Peer Effects and the Gender Gap in Corporate Leadership: Evidence from MBA Students (with Ashley Wong and Francesca Truffa)

Presentations: ASSA 2023 (scheduled), AlpPop 2023 (scheduled), Stanford University (Scheduled), NBER Summer Institute 2022, ASSA 2021, IZA Workshop on Gender and Family Economics 2021

Awards: Best Paper Award for the Discrimination and Diversity Workshop University of East Anglia (2022), UniCredit Foundation Best Paper Award on Gender Economics (2021), Susan Schmidt Bies Prize for Doctoral Student Research on Economics and Public Policy (2019)

Women continue to be underrepresented in corporate leadership positions. This paper studies the role of social connections in women's career advancement. We investigate whether access to a larger share of female peers in business school affects the gender gap in senior managerial positions. Merging administrative data from a top-10 US business school with public LinkedIn profiles, we first document that female MBAs are 24 percent less likely than male MBAs to enter senior management within 15 years of graduation. Next, we use the random assignment of students into sections to show that a larger proportion of female MBA section peers increases the likelihood of entering senior management for women but not for men. This effect is driven by female-friendly firms, such as those with more generous maternity leave policies and greater work schedule flexibility. A larger proportion of female MBA peers induces women to transition to these firms where they attain senior management roles. We find suggestive evidence that some of the mechanisms behind these results include job referrals and gender-specific information transmission. These findings highlight the role of social connections in reducing the gender gap in senior management positions.

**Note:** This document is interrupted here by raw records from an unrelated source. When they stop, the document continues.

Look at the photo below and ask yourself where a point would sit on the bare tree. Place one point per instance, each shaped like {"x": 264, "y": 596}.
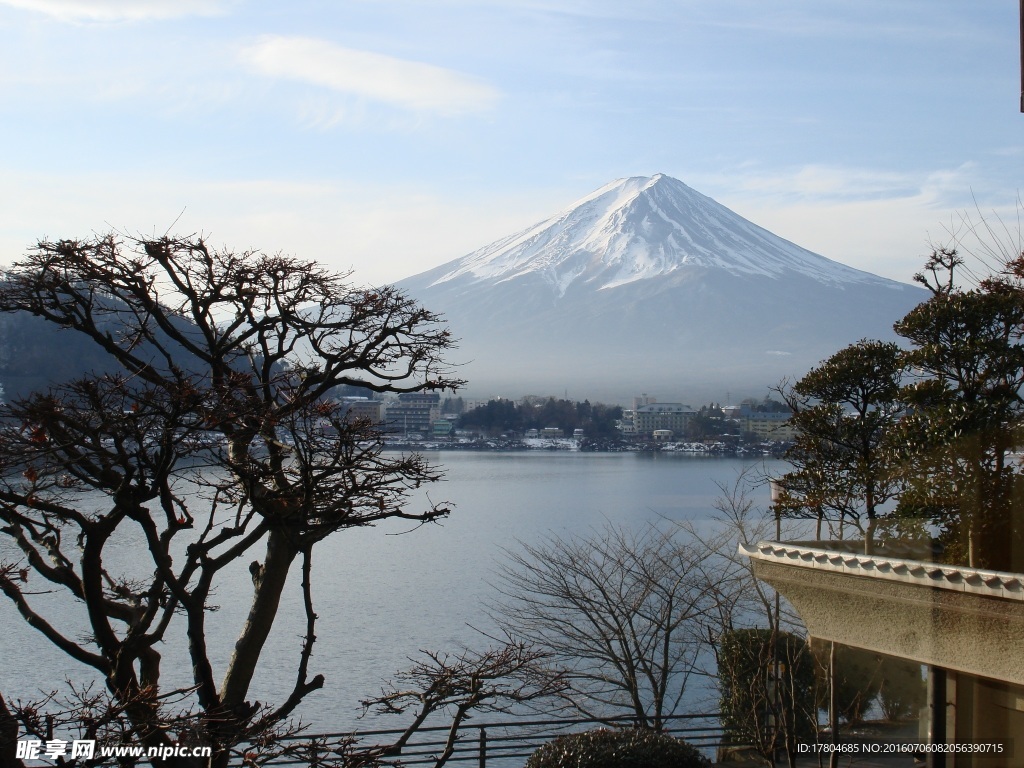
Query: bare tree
{"x": 210, "y": 438}
{"x": 620, "y": 611}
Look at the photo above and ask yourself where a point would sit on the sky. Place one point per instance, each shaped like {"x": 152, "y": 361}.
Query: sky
{"x": 389, "y": 136}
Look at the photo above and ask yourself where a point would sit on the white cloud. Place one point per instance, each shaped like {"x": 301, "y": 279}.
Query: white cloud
{"x": 410, "y": 85}
{"x": 120, "y": 10}
{"x": 385, "y": 231}
{"x": 884, "y": 222}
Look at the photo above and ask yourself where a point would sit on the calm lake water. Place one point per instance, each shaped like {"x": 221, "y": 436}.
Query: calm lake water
{"x": 383, "y": 594}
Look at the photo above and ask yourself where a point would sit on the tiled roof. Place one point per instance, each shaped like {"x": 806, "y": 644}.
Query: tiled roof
{"x": 988, "y": 583}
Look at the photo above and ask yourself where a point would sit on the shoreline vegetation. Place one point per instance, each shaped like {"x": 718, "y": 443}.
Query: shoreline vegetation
{"x": 510, "y": 444}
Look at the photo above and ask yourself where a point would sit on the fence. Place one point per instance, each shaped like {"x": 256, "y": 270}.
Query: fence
{"x": 499, "y": 743}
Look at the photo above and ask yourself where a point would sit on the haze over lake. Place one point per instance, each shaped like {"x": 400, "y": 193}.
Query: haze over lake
{"x": 383, "y": 594}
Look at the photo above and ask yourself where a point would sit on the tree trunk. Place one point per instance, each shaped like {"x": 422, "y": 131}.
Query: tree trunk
{"x": 8, "y": 738}
{"x": 268, "y": 582}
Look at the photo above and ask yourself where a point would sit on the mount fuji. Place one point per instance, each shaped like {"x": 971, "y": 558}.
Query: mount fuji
{"x": 646, "y": 285}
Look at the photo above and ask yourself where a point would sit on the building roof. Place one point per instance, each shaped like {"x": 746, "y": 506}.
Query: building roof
{"x": 990, "y": 583}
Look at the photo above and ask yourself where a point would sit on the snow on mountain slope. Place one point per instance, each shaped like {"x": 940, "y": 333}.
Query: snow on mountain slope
{"x": 646, "y": 285}
{"x": 639, "y": 228}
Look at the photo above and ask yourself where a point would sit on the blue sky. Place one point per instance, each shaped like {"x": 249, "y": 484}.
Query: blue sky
{"x": 392, "y": 135}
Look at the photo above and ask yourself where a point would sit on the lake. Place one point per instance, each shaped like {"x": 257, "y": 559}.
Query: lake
{"x": 383, "y": 594}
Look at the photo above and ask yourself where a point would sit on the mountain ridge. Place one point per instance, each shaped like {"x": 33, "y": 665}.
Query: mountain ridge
{"x": 646, "y": 285}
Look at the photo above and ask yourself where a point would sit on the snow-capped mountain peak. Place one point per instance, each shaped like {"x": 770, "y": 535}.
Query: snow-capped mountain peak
{"x": 637, "y": 228}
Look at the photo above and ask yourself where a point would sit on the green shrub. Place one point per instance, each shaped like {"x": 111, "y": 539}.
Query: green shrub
{"x": 902, "y": 689}
{"x": 858, "y": 679}
{"x": 620, "y": 749}
{"x": 767, "y": 698}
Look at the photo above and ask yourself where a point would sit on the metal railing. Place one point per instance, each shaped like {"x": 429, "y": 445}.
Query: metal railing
{"x": 497, "y": 743}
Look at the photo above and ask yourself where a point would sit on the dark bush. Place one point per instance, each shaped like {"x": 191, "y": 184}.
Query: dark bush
{"x": 766, "y": 684}
{"x": 620, "y": 749}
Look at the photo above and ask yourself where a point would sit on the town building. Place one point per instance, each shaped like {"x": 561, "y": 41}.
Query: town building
{"x": 413, "y": 413}
{"x": 657, "y": 416}
{"x": 364, "y": 409}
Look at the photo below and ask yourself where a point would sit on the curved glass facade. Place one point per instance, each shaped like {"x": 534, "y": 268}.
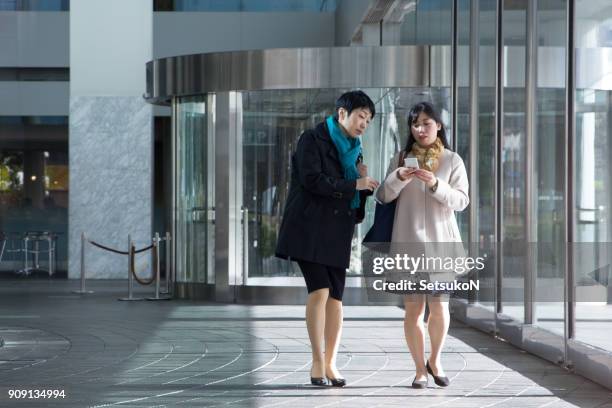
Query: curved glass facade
{"x": 532, "y": 122}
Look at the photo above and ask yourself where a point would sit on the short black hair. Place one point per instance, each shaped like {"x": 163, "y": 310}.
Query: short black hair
{"x": 354, "y": 100}
{"x": 431, "y": 111}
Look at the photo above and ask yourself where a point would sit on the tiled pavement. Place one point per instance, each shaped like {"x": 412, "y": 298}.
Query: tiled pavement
{"x": 103, "y": 352}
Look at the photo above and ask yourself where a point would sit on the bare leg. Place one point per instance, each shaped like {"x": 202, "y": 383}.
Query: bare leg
{"x": 415, "y": 332}
{"x": 315, "y": 324}
{"x": 437, "y": 325}
{"x": 333, "y": 331}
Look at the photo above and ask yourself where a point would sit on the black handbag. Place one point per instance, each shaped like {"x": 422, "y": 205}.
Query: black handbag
{"x": 384, "y": 215}
{"x": 382, "y": 229}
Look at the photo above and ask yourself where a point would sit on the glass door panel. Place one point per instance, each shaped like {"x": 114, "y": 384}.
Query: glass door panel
{"x": 272, "y": 123}
{"x": 192, "y": 202}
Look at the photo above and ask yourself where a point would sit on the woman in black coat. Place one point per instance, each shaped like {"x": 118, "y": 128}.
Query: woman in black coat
{"x": 326, "y": 199}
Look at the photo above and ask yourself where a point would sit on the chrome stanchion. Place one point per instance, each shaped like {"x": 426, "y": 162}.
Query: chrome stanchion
{"x": 168, "y": 262}
{"x": 82, "y": 290}
{"x": 156, "y": 241}
{"x": 26, "y": 269}
{"x": 131, "y": 254}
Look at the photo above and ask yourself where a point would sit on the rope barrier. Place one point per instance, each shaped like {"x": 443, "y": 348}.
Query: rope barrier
{"x": 94, "y": 243}
{"x": 132, "y": 275}
{"x": 143, "y": 282}
{"x": 136, "y": 251}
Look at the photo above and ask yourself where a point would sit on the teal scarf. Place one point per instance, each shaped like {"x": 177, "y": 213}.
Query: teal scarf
{"x": 349, "y": 149}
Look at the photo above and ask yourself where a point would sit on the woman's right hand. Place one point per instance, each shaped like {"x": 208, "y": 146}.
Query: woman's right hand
{"x": 367, "y": 183}
{"x": 405, "y": 173}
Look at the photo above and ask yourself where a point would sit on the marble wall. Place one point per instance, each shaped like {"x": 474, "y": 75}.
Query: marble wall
{"x": 110, "y": 181}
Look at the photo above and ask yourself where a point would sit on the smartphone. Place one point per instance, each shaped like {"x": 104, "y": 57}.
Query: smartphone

Who Benefits from Financial Technology? A Trade-off between Credit Access and Price Discrimination (with Stephanie Johnson and Adam Jorring)

How should regulators evaluate the costs and benefits when firms require consumers to provide additional data? Using a model of asymmetric information in non-Walrasian markets, we show that consumer surplus can increase, even when more data leads to higher average prices. We test the model's predictions in mortgage markets using the staggered implementation of Automated Underwriting Systems in the 1990s, where new credit risk models increased the use of and interaction between additional financial variables. We find that average interest rates went up in line with the model's predictions. However, the effects are driven by increased credit supply on the extensive margin, benefiting marginal borrowers from groups historically excluded from credit markets. Our results challenge the standard regulatory approach of relying on prices as a sufficient statistics for consumer surplus.

College Education and Political Persuasion (with Simcha Barkai) [data collection phase]

The aim of this project is to understand the role of higher education in shaping political attitudes. The project will provide two types of analysis. The first is analysis of new survey data collected from Boston College students and Alumni. The second focuses on observational data, such as data available through online profiles of individuals.